Penrod stated expert testimony concerning eyewitness identification is helpful to jurors because it "sensitizes jurors to evaluate evidence in a more appropriate way." 8 May Hearing Tr. at 69. He stated: "In the absence of expert testimony, a number of studies indicate that jurors essentially go on the basis of the confidence expressed by the witness . . . and essentially ignore . . . the underlying circumstances that give rise to the identification." Id.
The Circuit held that prior to the admission of such expert testimony, the trial court must conduct an in limine hearing to determine the helpfulness of the expert testimony. Id.
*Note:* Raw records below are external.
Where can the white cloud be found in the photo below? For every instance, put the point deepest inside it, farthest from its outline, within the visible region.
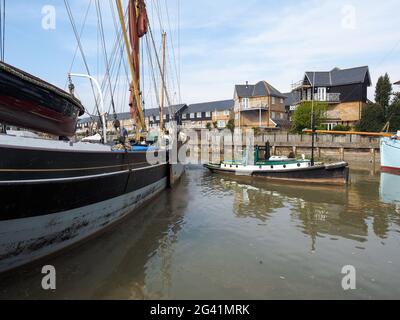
(279, 45)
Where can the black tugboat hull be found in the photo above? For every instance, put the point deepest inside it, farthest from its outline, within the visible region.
(29, 102)
(58, 198)
(335, 174)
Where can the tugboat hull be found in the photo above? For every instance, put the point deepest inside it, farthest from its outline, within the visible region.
(334, 174)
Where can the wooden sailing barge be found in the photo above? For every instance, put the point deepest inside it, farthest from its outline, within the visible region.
(57, 193)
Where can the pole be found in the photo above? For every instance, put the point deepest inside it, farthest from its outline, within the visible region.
(103, 114)
(164, 41)
(312, 122)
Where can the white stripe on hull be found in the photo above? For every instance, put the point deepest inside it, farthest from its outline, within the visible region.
(25, 240)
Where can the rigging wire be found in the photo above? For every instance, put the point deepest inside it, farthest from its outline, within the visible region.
(2, 29)
(101, 27)
(80, 35)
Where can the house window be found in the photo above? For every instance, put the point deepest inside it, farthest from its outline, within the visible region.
(245, 103)
(221, 124)
(321, 94)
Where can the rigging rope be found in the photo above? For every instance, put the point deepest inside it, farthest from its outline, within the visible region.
(2, 28)
(100, 20)
(72, 21)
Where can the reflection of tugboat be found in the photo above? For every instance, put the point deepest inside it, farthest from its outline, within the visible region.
(390, 154)
(283, 168)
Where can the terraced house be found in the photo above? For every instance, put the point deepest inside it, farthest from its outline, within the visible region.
(344, 90)
(259, 105)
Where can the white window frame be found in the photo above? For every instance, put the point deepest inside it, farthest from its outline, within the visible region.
(321, 94)
(246, 103)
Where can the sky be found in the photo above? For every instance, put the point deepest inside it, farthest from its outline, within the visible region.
(214, 45)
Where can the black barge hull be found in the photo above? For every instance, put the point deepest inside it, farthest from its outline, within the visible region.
(51, 199)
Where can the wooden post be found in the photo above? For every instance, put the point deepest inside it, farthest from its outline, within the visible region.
(342, 154)
(373, 154)
(164, 38)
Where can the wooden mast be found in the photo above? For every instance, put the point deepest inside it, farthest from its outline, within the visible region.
(162, 93)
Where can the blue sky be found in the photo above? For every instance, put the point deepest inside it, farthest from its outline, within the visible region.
(222, 43)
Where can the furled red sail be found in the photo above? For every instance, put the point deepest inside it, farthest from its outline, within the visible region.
(138, 26)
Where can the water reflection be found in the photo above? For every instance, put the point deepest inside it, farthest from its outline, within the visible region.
(216, 237)
(345, 212)
(390, 189)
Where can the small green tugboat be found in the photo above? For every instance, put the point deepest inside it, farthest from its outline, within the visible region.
(262, 165)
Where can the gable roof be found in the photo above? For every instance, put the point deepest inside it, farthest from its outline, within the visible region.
(153, 112)
(261, 89)
(337, 77)
(291, 98)
(211, 106)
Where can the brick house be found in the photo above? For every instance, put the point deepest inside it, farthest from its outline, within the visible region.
(198, 115)
(259, 105)
(345, 91)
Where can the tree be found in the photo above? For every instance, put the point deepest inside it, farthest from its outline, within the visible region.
(302, 116)
(383, 91)
(394, 113)
(372, 118)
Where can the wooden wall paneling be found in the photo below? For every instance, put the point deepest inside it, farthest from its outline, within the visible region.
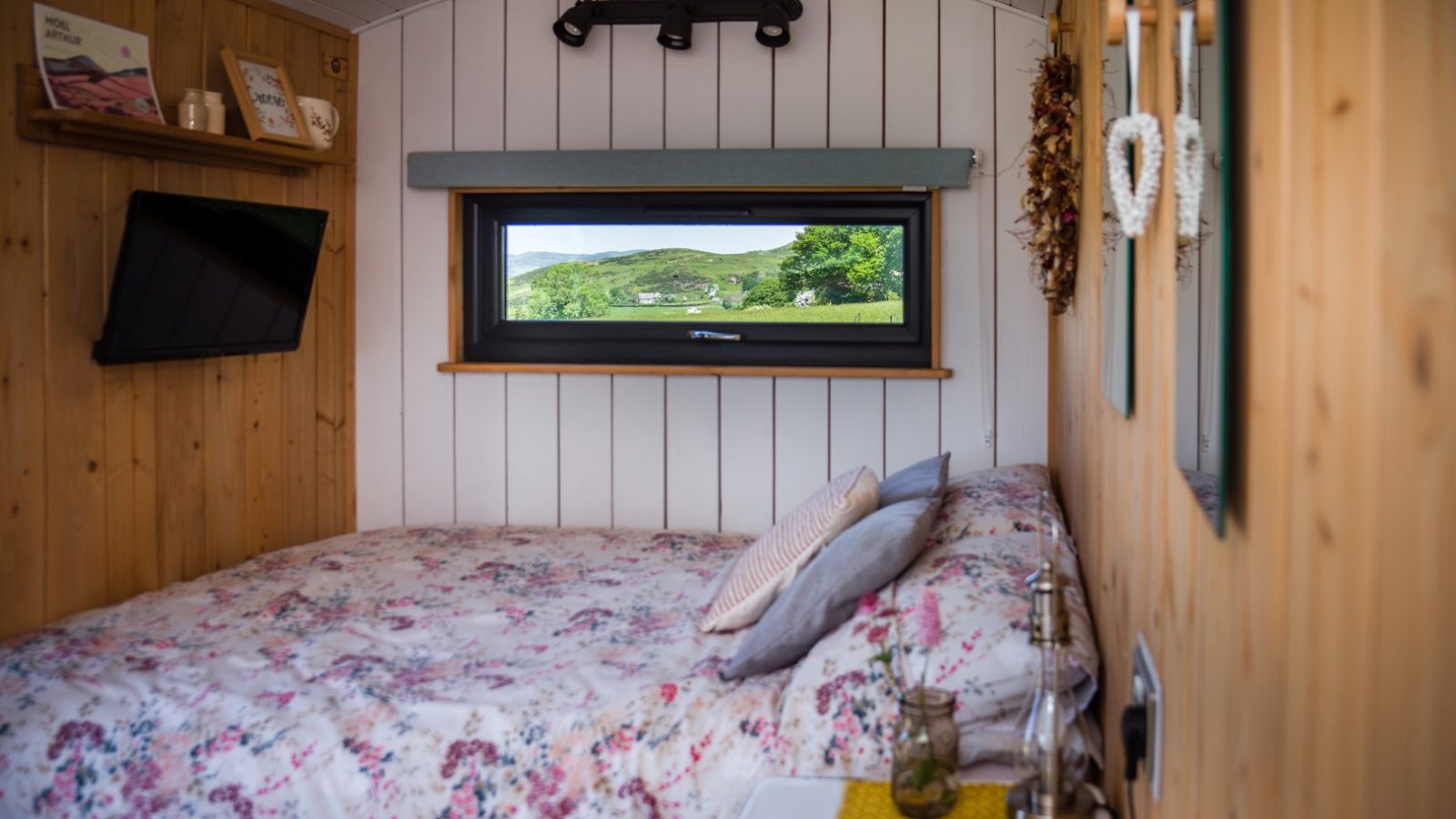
(856, 424)
(912, 73)
(584, 111)
(744, 87)
(638, 448)
(531, 460)
(912, 421)
(691, 92)
(480, 479)
(22, 353)
(856, 72)
(429, 394)
(584, 91)
(480, 124)
(75, 419)
(379, 178)
(746, 446)
(638, 96)
(480, 55)
(531, 75)
(968, 237)
(800, 440)
(801, 82)
(1021, 312)
(586, 450)
(692, 450)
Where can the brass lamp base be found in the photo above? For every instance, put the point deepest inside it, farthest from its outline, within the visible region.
(1023, 804)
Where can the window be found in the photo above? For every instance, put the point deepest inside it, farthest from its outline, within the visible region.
(717, 278)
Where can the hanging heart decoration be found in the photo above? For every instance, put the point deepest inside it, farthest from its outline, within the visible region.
(1188, 172)
(1188, 147)
(1135, 205)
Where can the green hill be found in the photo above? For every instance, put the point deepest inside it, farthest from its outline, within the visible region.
(686, 274)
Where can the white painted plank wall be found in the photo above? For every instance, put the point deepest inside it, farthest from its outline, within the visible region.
(688, 452)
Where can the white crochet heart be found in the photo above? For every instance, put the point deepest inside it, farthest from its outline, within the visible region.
(1135, 206)
(1188, 172)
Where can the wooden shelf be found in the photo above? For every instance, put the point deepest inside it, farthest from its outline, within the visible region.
(123, 135)
(695, 370)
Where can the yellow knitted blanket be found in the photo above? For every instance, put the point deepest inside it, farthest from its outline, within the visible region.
(871, 800)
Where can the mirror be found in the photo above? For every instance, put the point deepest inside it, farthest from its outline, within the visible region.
(1117, 254)
(1205, 278)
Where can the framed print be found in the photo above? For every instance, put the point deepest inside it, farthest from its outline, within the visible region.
(94, 66)
(266, 98)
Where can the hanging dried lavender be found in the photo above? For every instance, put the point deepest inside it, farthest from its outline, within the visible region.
(1050, 205)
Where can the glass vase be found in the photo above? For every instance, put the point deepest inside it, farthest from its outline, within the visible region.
(926, 753)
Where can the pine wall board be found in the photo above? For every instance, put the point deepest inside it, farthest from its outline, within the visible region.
(124, 479)
(1305, 658)
(703, 452)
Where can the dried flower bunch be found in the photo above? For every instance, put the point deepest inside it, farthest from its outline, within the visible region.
(1050, 205)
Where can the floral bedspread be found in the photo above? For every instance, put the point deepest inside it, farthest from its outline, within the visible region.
(462, 671)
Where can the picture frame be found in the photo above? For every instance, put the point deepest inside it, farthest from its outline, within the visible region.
(266, 98)
(94, 66)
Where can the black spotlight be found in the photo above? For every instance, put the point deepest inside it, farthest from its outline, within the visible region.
(677, 28)
(574, 24)
(774, 26)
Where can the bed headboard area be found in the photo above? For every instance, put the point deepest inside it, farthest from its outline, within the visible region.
(684, 450)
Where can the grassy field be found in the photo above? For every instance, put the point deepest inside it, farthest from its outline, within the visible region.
(874, 312)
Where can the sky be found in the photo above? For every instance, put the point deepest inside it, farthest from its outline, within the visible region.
(597, 238)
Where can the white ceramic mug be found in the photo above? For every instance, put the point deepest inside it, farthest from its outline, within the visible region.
(322, 120)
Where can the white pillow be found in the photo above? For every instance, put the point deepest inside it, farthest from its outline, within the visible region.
(774, 560)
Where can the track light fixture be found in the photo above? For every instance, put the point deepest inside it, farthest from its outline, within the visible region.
(575, 24)
(677, 28)
(774, 26)
(676, 18)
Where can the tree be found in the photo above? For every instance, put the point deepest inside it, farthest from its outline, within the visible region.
(769, 293)
(844, 263)
(565, 292)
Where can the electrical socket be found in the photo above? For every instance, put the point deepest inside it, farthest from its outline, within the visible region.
(1148, 690)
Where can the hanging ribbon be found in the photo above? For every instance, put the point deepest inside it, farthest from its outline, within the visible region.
(1188, 137)
(1133, 206)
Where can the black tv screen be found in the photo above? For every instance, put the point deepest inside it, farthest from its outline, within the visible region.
(210, 278)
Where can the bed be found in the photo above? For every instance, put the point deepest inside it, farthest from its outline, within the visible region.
(485, 671)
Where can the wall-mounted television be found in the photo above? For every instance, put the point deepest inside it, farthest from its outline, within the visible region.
(201, 278)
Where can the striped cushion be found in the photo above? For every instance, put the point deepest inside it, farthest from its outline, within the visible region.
(772, 561)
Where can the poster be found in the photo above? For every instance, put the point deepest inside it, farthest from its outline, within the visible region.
(94, 66)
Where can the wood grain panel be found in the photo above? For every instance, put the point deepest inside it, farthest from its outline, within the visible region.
(120, 480)
(1303, 654)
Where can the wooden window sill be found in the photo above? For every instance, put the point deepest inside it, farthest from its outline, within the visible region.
(695, 370)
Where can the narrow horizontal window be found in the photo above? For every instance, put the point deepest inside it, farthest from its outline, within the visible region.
(713, 278)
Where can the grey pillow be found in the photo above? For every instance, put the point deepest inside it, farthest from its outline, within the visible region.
(864, 559)
(925, 479)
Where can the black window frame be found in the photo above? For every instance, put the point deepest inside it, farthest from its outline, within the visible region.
(490, 337)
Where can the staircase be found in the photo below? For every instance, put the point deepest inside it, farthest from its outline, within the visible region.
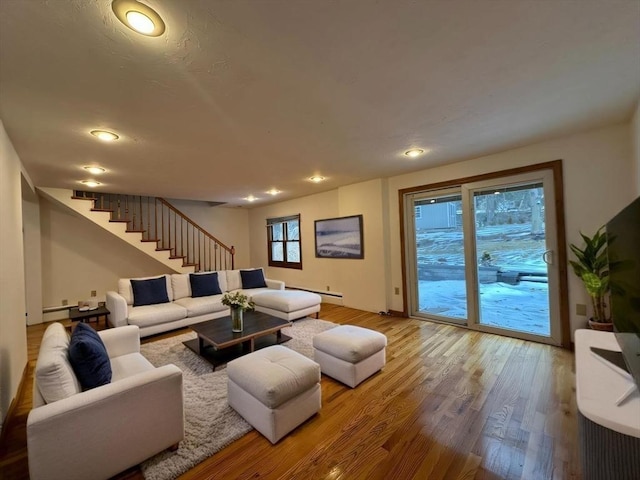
(152, 225)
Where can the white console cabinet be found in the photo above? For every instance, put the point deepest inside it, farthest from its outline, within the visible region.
(609, 433)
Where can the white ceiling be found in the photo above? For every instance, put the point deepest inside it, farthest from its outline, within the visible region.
(238, 97)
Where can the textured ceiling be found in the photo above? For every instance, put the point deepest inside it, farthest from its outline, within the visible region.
(238, 97)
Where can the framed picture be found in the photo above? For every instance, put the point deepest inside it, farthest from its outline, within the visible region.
(339, 237)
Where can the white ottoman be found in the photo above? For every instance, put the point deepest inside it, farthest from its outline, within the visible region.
(350, 354)
(274, 389)
(287, 304)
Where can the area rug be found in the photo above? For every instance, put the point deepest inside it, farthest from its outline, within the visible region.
(210, 424)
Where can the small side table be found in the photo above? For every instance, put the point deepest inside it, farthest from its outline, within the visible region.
(76, 315)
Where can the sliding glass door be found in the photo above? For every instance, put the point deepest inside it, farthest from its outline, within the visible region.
(483, 255)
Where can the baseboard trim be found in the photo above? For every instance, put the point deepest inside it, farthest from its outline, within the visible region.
(319, 292)
(11, 411)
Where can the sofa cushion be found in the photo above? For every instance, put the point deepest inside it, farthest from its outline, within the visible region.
(88, 357)
(126, 291)
(149, 315)
(149, 292)
(234, 282)
(201, 305)
(252, 278)
(180, 285)
(127, 365)
(286, 300)
(54, 375)
(204, 285)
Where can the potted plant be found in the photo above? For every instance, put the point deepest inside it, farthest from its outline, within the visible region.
(592, 266)
(237, 303)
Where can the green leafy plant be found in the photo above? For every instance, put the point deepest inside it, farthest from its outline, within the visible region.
(237, 300)
(592, 267)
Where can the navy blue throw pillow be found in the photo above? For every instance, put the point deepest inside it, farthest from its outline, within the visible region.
(204, 284)
(252, 278)
(88, 357)
(149, 292)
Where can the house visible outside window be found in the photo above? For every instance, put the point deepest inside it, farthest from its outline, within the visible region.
(283, 242)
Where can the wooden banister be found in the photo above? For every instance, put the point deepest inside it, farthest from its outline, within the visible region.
(159, 222)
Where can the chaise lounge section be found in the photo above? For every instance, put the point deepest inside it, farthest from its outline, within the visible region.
(179, 300)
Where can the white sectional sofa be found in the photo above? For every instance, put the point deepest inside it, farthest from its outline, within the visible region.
(182, 309)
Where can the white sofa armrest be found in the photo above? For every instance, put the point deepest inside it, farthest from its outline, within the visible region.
(121, 341)
(275, 284)
(117, 306)
(103, 431)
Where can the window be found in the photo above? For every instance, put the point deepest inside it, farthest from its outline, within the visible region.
(283, 242)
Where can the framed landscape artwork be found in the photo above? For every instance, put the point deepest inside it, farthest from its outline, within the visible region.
(339, 237)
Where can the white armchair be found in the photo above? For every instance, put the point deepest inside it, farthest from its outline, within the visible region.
(100, 432)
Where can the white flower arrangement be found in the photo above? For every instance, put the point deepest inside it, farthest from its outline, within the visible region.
(237, 300)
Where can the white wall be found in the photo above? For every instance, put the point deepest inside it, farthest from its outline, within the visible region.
(79, 256)
(317, 274)
(597, 168)
(13, 336)
(362, 282)
(227, 224)
(635, 141)
(32, 253)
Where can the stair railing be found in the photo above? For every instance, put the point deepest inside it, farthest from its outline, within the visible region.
(159, 221)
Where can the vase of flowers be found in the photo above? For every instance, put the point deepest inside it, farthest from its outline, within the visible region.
(237, 303)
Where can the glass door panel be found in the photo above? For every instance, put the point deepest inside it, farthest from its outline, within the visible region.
(515, 281)
(510, 243)
(482, 255)
(439, 266)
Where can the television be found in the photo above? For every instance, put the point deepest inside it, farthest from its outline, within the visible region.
(623, 251)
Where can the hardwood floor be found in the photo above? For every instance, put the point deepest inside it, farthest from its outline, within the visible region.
(449, 404)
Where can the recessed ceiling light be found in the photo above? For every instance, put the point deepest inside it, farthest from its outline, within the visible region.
(94, 170)
(104, 135)
(414, 152)
(139, 17)
(90, 183)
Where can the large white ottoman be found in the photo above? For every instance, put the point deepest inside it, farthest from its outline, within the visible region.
(274, 389)
(287, 304)
(350, 354)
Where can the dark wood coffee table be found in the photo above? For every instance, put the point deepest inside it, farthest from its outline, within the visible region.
(218, 344)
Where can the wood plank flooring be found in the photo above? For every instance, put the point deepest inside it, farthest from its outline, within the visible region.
(449, 404)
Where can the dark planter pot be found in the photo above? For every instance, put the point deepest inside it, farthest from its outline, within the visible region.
(601, 326)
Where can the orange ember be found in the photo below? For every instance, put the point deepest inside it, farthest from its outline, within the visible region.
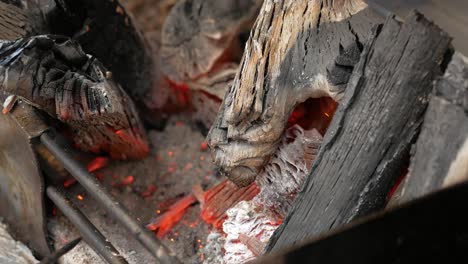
(204, 146)
(168, 220)
(97, 164)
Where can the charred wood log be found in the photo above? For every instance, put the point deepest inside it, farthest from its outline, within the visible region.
(56, 76)
(374, 126)
(18, 21)
(444, 133)
(198, 33)
(296, 50)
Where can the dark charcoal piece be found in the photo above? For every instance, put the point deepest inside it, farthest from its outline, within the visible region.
(443, 134)
(375, 124)
(56, 76)
(104, 30)
(18, 20)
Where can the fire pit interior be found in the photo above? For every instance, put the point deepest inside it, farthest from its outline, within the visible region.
(208, 131)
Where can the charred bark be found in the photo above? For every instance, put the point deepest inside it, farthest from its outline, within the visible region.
(105, 30)
(198, 33)
(443, 134)
(18, 21)
(375, 124)
(296, 50)
(56, 76)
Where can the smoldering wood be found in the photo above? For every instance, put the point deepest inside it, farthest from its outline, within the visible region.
(55, 75)
(104, 29)
(375, 124)
(444, 131)
(18, 20)
(297, 50)
(198, 33)
(13, 22)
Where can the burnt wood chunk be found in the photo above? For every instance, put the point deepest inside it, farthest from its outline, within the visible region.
(55, 75)
(443, 134)
(373, 128)
(105, 30)
(296, 50)
(13, 22)
(20, 19)
(198, 33)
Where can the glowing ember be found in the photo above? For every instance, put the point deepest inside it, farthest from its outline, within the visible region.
(8, 104)
(163, 224)
(150, 190)
(204, 146)
(97, 164)
(322, 108)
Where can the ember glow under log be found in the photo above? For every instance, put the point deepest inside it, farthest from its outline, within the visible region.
(310, 51)
(374, 126)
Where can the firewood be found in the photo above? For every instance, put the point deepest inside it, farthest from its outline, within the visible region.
(18, 20)
(55, 75)
(104, 29)
(443, 134)
(198, 33)
(14, 22)
(373, 128)
(297, 50)
(223, 196)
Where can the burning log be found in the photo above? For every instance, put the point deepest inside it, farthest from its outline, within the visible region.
(376, 122)
(104, 29)
(310, 51)
(56, 76)
(18, 20)
(222, 197)
(439, 157)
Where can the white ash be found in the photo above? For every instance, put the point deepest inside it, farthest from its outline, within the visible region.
(213, 250)
(284, 175)
(12, 251)
(279, 183)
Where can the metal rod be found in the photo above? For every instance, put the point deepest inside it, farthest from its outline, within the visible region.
(88, 231)
(99, 193)
(54, 257)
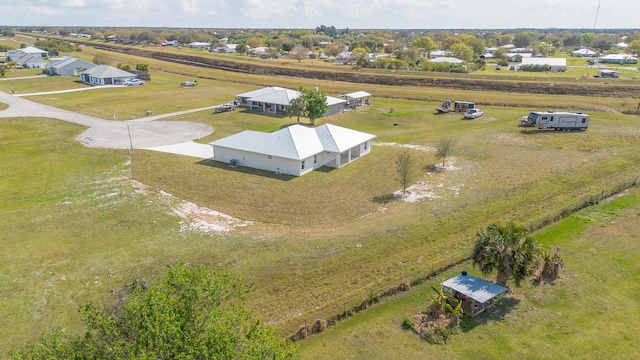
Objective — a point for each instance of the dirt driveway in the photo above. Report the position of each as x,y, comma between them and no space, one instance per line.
115,134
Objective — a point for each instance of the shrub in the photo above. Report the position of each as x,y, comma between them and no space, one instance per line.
407,323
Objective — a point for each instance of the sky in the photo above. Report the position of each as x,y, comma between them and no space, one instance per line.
308,14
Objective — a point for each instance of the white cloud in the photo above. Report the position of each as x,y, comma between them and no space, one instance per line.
307,14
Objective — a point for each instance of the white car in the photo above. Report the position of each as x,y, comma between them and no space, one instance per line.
473,114
134,82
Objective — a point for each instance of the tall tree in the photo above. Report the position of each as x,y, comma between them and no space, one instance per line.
195,313
315,103
404,171
444,148
508,249
297,108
Downing set forth three factors which must be considered to determine relevancy under Rule 702. The court must balance two of the factors:
(1) the reliability of the scientific principles upon which the expert testimony rests, hence the potential of the testimony to aid the jury in reaching an accurate resolution of a disputed issue; and (2) the likelihood that introduction of the testimony may in some way overwhelm or mislead the jury.
Id. ; see also Stevens, 935 F.2d at 1397; Hines v. Consolidated Rail Corp., 926 F.2d 262, 273 (3d Cir. 1991); Sebetich, 776 F.2d at 419.
In addition, the court must consider "whether expert testimony proffered in the case is sufficiently tied to the facts of the case that it will aid the jury in resolving a factual dispute." Downing, 753 F.2d at 1242. The admission of expert testimony "depends upon the 'fit,' i.e., upon a specific proffer showing that scientific research has established that particular features of the eyewitness identifications involved may have impaired the accuracy of those identifications." Id. at 1226; see also Stevens, 935 F.2d at 1397; Hines, 926 F.2d at 273.
With respect to the first factor, the reliability of expert testimony, Downing addressed the foundational requirements for the admission of scientific testimony on novel issues of scientific expertise. The Circuit recognized two lines of case law: (1) the predominant view is the standard set forth in Frye v. United States, 293 Fed. 1013 (D.C. Cir. 1923); under Frye, the reliability of scientific testimony is determined by whether the scientific principle is generally accepted in its field; and (2) the minority view is a less stringent approach; under this approach, the relevance of scientific testimony is determined by applying a Rule 403 balancing test under which the novelty of the scientific principle bears on the weight of the evidence. Downing, 753 F.2d at 1233.
After a review of the advantages and disadvantages of Frye, the Circuit rejected the general acceptance standard. Id. at 1233-1237. The Downing court reasoned:
The [Frye ] test has proved to be too malleable to provide the method for orderly and uniform decision-making envisioned by some of its proponents. Moreover, in its pristine form the general acceptance standard reflects a conservative approach to the admissibility of scientific evidence that is at odds with the spirit, if not the precise language, of the Federal Rules of Evidence.
Id. at 1237. The Court held "a particular degree of acceptance of scientific technique within the scientific community is neither a necessary nor a sufficient condition for admissibility; it is, however, one factor that a district court normally should consider in deciding whether to admit evidence based upon the technique." Id.